The Lessons of a Bad Network Graph

Spurred by our DH reading group at Northeastern, as well as my general tendency to jump into things before really knowing what I’m doing, I decided a few weeks ago to download Gephi and see what sort of rudimentary networks I could create.

I’d been cataloging the service record of each of my Preble’s Boys officers, setting up the chart so that I could see concurrent service. I started out just looking to see whether any of the Boys had actually served on the same ship as Edward Preble, but as I created the chart (the link here is to a more fleshed-out chart with more comprehensive data), some other patterns began to emerge.

So I thought, let’s plug this into Gephi and see what happens! I set up my network, fumbling through the Gephi readme to set up a very basic network in which the nodes were the officers and the ships were the edges.

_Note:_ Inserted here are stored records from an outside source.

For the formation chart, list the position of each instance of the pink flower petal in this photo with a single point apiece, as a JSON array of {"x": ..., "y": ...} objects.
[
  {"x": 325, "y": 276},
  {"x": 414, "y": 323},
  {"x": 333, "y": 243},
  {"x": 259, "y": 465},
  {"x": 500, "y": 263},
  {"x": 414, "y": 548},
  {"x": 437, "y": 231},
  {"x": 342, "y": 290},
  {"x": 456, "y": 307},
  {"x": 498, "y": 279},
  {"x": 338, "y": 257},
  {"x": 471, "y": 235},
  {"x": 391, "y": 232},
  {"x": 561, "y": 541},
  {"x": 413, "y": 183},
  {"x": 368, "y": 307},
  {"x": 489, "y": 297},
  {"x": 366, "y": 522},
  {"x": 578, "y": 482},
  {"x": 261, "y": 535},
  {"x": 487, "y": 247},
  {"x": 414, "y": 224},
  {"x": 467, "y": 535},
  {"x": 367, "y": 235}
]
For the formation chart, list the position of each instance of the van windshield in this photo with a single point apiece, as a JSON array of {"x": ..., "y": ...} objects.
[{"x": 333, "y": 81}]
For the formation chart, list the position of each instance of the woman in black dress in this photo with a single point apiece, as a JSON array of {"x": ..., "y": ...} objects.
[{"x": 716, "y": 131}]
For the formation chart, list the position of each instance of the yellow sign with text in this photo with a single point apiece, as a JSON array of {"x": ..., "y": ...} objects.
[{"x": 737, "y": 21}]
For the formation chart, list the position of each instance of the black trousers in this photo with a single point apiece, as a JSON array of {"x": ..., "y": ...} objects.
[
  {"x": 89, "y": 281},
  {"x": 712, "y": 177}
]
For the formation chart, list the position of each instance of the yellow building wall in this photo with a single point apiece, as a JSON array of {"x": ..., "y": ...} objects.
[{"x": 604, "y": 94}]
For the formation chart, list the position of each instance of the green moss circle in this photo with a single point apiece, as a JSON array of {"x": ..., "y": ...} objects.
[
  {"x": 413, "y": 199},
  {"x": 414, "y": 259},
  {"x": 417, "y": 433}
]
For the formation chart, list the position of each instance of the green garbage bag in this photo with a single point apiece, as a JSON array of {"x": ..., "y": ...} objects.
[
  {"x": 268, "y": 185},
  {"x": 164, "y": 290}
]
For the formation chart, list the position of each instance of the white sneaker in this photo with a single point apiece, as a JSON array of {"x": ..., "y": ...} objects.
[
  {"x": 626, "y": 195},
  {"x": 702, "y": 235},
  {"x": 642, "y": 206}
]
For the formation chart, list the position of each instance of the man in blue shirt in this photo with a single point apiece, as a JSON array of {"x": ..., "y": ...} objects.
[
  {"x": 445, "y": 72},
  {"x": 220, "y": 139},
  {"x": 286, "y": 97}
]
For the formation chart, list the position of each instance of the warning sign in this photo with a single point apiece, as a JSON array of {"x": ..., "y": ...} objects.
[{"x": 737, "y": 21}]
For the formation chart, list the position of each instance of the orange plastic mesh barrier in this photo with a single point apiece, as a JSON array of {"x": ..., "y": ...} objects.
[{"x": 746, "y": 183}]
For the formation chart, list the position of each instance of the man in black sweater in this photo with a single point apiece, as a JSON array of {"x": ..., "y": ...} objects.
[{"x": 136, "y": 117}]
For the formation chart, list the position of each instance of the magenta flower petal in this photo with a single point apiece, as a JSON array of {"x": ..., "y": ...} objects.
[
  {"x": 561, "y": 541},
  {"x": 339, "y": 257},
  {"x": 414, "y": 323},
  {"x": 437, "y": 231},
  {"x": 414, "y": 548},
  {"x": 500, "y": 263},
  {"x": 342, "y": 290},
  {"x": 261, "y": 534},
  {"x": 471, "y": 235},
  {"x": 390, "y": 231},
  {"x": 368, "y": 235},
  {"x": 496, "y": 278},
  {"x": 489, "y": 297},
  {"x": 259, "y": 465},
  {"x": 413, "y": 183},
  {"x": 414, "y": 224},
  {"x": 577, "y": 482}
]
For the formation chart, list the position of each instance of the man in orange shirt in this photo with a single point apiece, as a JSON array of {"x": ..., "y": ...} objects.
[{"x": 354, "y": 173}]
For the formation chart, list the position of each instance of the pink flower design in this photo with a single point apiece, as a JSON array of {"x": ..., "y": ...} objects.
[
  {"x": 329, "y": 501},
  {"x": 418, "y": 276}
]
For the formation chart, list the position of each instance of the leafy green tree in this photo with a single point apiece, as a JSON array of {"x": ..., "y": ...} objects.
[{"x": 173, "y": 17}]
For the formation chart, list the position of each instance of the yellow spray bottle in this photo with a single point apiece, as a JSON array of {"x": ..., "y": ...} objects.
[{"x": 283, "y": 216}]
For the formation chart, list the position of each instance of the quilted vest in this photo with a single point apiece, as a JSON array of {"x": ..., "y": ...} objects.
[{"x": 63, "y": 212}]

I knew what was coming before I rendered the graph as a network visualization, but I was still a little surprised when I saw it. What I saw was a network that I knew from all my research heretofore to be completely false.

[gview file=”https://abbymullen.org/smallnetwork.pdf”]

(I apologize for the crazy way the graph sort of goes off the page. I tried every setting I could find to get it not to do that. Some mysteries of Gephi remain hidden to me.)

My initial reaction was to scrap the whole thing and start my thinking about networks all over. But on further examination, I realized that this graph still had something to teach me.

First, I learned the importance of good data. This graph shows Stephen Decatur as having only two links to anyone, a fact that is false. Additionally, it looks like Edward Preble is almost a tangential figure, a fact that is false. The person with the most links is David Porter, who is an important figure but not that important. So why the graph that looks like this?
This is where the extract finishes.